A combination of rapid economic growth and record-low unemployment mean the country is running one of Europe’s biggest public-finance surpluses and smallest debt burdens. That should provide room to boost pensions and public wages as the nation of 10.6 million seeks to bring income levels closer to those in western Europe almost 30 years after the fall of the Iron Curtain.

"Czech infrastructure is massively underfunded, leaving a lot of room for meaningful public spending that would, in the longer-term, benefit the economy and the budget," said Viktor Zeisel, an economist at Komercni Banka AS.

While a deepening shortage of workers is a headache for Czech companies, it means more tax revenue and less spending on unemployment benefits.

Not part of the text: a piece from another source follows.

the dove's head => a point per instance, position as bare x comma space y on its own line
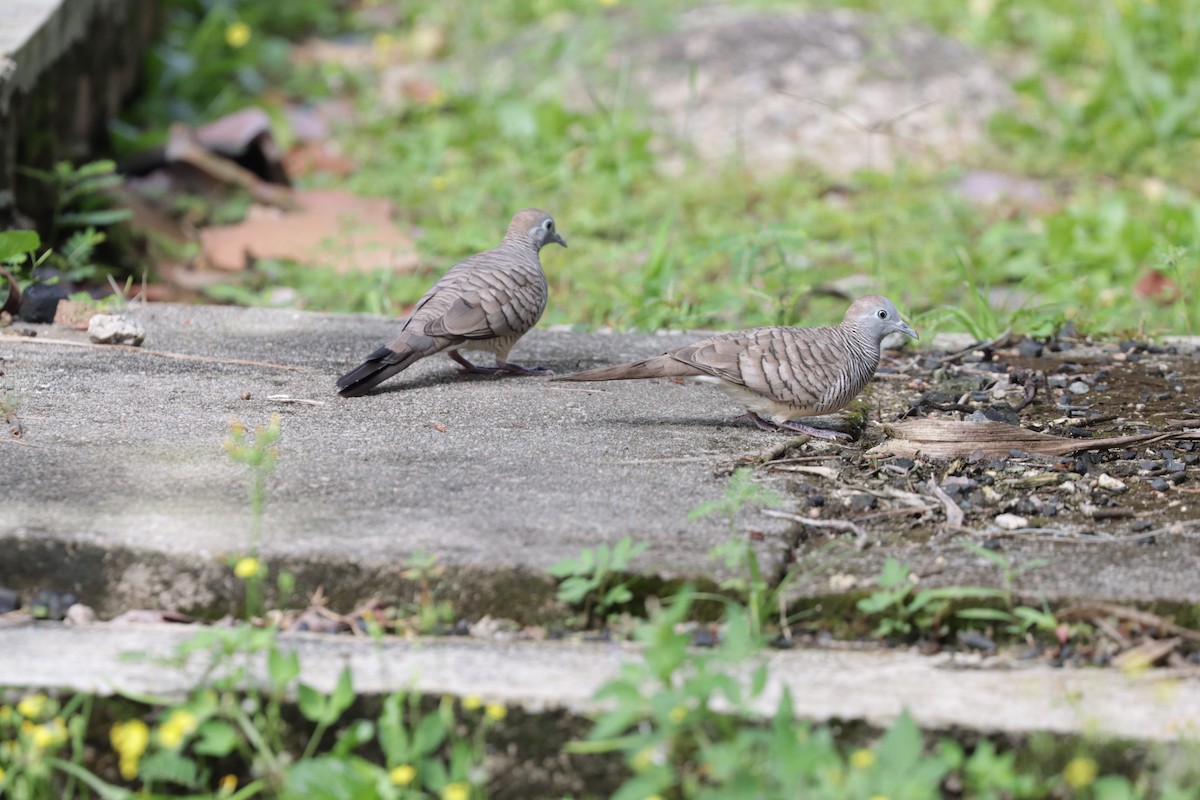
876, 317
535, 227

The economy has more vacancies than job seekers and its 2.3 percent unemployment is the lowest in the European Union.

Strong finances also underpin Babis’s plan to step up investment in transport infrastructure, hospitals, schools, and retirement homes. He has proposed to raise the state’s total capital expenditure next year by 30 percent to 144.2 billion koruna ($6.5 billion).

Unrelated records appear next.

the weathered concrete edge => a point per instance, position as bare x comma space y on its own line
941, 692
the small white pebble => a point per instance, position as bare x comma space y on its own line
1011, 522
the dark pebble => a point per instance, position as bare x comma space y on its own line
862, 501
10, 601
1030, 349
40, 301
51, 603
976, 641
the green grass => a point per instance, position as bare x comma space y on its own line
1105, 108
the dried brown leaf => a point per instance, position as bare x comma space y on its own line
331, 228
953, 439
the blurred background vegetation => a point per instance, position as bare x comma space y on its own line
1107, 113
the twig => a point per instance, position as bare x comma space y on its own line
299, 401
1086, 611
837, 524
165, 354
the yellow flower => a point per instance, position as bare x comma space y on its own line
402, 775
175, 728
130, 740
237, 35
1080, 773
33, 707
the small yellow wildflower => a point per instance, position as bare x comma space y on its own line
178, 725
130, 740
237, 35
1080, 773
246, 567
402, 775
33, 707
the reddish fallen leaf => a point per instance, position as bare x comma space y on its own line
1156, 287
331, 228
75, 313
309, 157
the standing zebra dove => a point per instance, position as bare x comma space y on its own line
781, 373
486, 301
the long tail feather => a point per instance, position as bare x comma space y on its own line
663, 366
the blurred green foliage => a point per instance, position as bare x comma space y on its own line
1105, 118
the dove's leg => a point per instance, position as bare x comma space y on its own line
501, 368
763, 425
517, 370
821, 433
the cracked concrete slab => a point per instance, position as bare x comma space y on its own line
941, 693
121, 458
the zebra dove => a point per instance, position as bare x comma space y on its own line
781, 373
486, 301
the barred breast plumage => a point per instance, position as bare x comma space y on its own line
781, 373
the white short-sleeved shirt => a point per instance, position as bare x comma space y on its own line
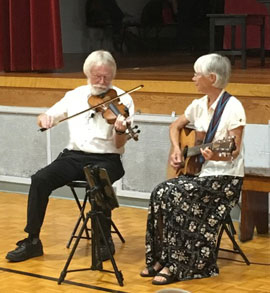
89, 132
232, 117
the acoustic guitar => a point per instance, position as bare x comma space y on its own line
190, 152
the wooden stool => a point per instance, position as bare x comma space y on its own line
233, 20
83, 184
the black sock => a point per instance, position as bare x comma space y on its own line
34, 238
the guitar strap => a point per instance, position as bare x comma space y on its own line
212, 128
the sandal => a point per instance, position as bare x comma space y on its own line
151, 272
168, 279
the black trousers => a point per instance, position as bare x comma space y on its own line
66, 168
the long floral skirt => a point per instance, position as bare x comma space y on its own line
184, 218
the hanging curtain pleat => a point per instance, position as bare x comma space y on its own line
32, 35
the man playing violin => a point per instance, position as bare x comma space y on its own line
92, 141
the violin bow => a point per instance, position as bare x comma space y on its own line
98, 105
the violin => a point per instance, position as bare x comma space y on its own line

A spending boost is badly needed in a country that still lacks a highway link to its southern neighbor Austria. A rail trip from Berlin to Vienna via Prague takes about an hour more than a route that’s a quarter longer but avoids the country altogether.

The Finance Ministry’s central-budget plans through 2021 show the state will need to borrow money to pay for some of the projects. Resurgent inflation and central bank interest-rate hikes have increased the government’s funding costs above levels seen in Spain and Portugal, which both have worse credit rating. Czech yields were among the world’s lowest just a year ago, but the premium on the five-year government bonds over German securities is now the highest since the peak of the global financial crisis in 2009.

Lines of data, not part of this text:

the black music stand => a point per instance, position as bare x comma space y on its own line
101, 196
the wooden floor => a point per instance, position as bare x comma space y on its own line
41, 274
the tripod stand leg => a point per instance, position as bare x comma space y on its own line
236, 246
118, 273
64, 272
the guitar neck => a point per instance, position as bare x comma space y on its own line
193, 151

While the broader public finances are in surplus, a spending surge that began before October elections has tilted the central government budget into a deficit. The Finance Ministry projects 50 billion-koruna shortfalls in each year from 2018 to 2021. Critics say the state should instead use the present boom period to generate surpluses that could be used to stimulate the economy during a future downturn.

"Exceptionally high tax revenue means the government can now afford to raise public-sector salaries, which will in turn put pressure on wage growth in the private sector," said Zeisel. "But it’s unsustainable in the longer term."